Exercise 1

Problem

What is the type of each vector below? Check your answer in R.

c(4L, 16, 0)
c(NaN, NA, -Inf)
c(NA, TRUE, FALSE, "TRUE")
c(pi, NaN, NA)

Solution

typeof(c(4L, 16, 0))
#> [1] "double"
typeof(c(NaN, NA, -Inf))
#> [1] "double"
typeof(c(NA, TRUE, FALSE, "TRUE"))
#> [1] "character"
typeof(c(pi, NaN, NA))
#> [1] "double"

Exercise 2

Problem

Write a conditional statement that prints “Can’t proceed NA or NaN present!” if a vector contains NA or NaN. Test your code with vectors x and y below.

x <- NA
y <- c(1:5, NaN, NA, sqrt(3))

Solution

x <- NA
y <- c(1:5, NaN, NA, sqrt(3))
if (any(is.na(x))) {print("Can't proceed NA or NaN present!")}
#> [1] "Can't proceed NA or NaN present!"
if (any(is.na(y))) {print("Can't proceed NA or NaN present!")}
#> [1] "Can't proceed NA or NaN present!"

Exercise 3

Problem

Create a list in R that has a similar structure as the JSON product-order data below.

[
 {
  "id": {
    "oid": "5968dd23fc13ae04d9000001"
  },
  "product_name": "sildenafil citrate",
  "supplier": "Wisozk Inc",
  "quantity": 261,
  "unit_cost": "$10.47"
 },
 
 {
  "id": {
    "oid": "5968dd23fc13ae04d9000002"
  },
  "product_name": "Mountain Juniperus ashei",
  "supplier": "Keebler-Hilpert",
  "quantity": 292,
  "unit_cost": "$8.74"
 }
]

Solution

x <- list(
  list(
    id           = list(oid = "5968dd23fc13ae04d9000001"),
    product_name = "sildenafil citrate",
    supplier     = "Wisozk Inc",
    quantity     = 261,
    unit_cost    = "$10.47"
  ),
  list(
    id           = list(oid = "5968dd23fc13ae04d9000002"),
    product_name = "Mountain Juniperus ashei",
    supplier     = "Keebler-Hilpert",
    quantity     = 292,
    unit_cost    = "$8.74"
  )
)

str(x)
#> List of 2
#>  $ :List of 5
#>   ..$ id          :List of 1
#>   .. ..$ oid: chr "5968dd23fc13ae04d9000001"
#>   ..$ product_name: chr "sildenafil citrate"
#>   ..$ supplier    : chr "Wisozk Inc"
#>   ..$ quantity    : num 261
#>   ..$ unit_cost   : chr "$10.47"
#>  $ :List of 5
#>   ..$ id          :List of 1
#>   .. ..$ oid: chr "5968dd23fc13ae04d9000002"
#>   ..$ product_name: chr "Mountain Juniperus ashei"
#>   ..$ supplier    : chr "Keebler-Hilpert"
#>   ..$ quantity    : num 292
#>   ..$ unit_cost   : chr "$8.74"

Exercise 4

Problem

Write a function called get_vector_properties() that takes an atomic vector and returns the following information in the format of a list: the vector’s type, length, and element names.
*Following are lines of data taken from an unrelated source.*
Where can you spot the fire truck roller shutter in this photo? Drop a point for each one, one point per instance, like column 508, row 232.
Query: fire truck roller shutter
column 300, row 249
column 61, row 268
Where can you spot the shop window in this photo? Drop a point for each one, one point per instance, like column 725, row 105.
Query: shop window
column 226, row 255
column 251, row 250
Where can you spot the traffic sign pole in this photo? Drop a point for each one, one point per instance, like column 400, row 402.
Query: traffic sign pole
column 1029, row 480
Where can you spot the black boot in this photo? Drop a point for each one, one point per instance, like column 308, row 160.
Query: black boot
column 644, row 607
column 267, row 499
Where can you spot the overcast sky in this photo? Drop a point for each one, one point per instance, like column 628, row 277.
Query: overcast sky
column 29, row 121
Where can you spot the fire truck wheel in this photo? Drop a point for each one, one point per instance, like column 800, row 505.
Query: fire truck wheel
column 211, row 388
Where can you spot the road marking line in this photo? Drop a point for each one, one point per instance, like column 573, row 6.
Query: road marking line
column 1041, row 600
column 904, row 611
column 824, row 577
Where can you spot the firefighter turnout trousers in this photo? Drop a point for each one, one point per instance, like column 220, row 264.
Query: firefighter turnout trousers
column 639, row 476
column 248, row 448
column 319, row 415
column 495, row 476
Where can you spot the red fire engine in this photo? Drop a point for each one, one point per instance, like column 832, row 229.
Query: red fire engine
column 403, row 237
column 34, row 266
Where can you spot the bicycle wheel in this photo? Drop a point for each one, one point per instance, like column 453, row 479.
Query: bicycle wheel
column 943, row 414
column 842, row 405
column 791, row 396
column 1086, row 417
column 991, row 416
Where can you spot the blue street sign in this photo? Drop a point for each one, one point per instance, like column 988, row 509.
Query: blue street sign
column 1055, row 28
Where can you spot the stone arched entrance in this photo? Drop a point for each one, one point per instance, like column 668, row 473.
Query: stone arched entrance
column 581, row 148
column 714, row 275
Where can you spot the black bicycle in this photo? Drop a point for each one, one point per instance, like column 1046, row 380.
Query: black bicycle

Hint: element names can be retrieved with function names().

get_vector_properties(c(5, 10, -5, 8, 11, 0))
#> $data_type
#> [1] "double"
#> 
#> $length
#> [1] 6
#> 
#> $names
#> NULL
get_vector_properties(c(a = "-1", b = "0", c = "1"))
#> $data_type
#> [1] "character"
#> 
#> $length
#> [1] 3
#> 
#> $names
#> [1] "a" "b" "c"

Solution

get_vector_properties <- function(x) {
  
  list(data_type = typeof(x),
       length    = length(x),
       names     = names(x)
       )
}

Exercise 5

Problem

We have seen the group membership operator %in%. Write an infix function named %!in% that returns TRUE for each component in the left operand that is not in the right operand. For example,

x <- c(4, -4, 9, 33, 1)
y <- c(1, 44, 1, 0, 33, 10, 62)

x %!in% y
#> [1]  TRUE  TRUE  TRUE FALSE FALSE

Solution

`%!in%` <- function(a, b) {
  !(a %in% b)
}
x <- c(4, -4, 9, 33, 1)
y <- c(1, 44, 1, 0, 33, 10, 62)

x %!in% y
#> [1]  TRUE  TRUE  TRUE FALSE FALSE

Exercise 6

This function requires subsetting. If you can’t get this to work, that’s okay. We’ll cover subsetting next week.

Problem

Write a function called seq_fib(). Function seq_fib() should take one argument, n - an atomic numeric vector of length 1, and return the first n Fibonacci numbers as an atomic vector. Some examples of the function in action are given below.

Valid inputs

seq_fib(n = 1)
seq_fib(n = 2)
seq_fib(n = 7)
seq_fib(n = 10)
#> [1] 0
#> [1] 0 1
#> [1] 0 1 1 2 3 5 8
#>  [1]  0  1  1  2  3  5  8 13 21 34

Invalid inputs

seq_fib(n = -2)
#> Error in seq_fib(n = -2): n >= 1 is not TRUE
seq_fib(n = c(2, 3, 10))
#> Error in seq_fib(n = c(2, 3, 10)): length(n) == 1 is not TRUE

Did you remember to handle situations such as seq_fib(n = 4.9)?

Solution

seq_fib <- function(n) {
  # check for n to be greater than or equal to 1
  stopifnot(length(n) == 1, n >= 1, n %/% 1 == n)
  
  fib.vec <- c(0, 1)
  if (n <= 2) { # n = 1 or n = 2
    fib.vec <- fib.vec[1:n]
  } else {
     for (i in 3:n) { # n >= 3
       fib.vec[i] <- fib.vec[i - 2] + fib.vec[i - 1]
     }
  }
  return(fib.vec)
}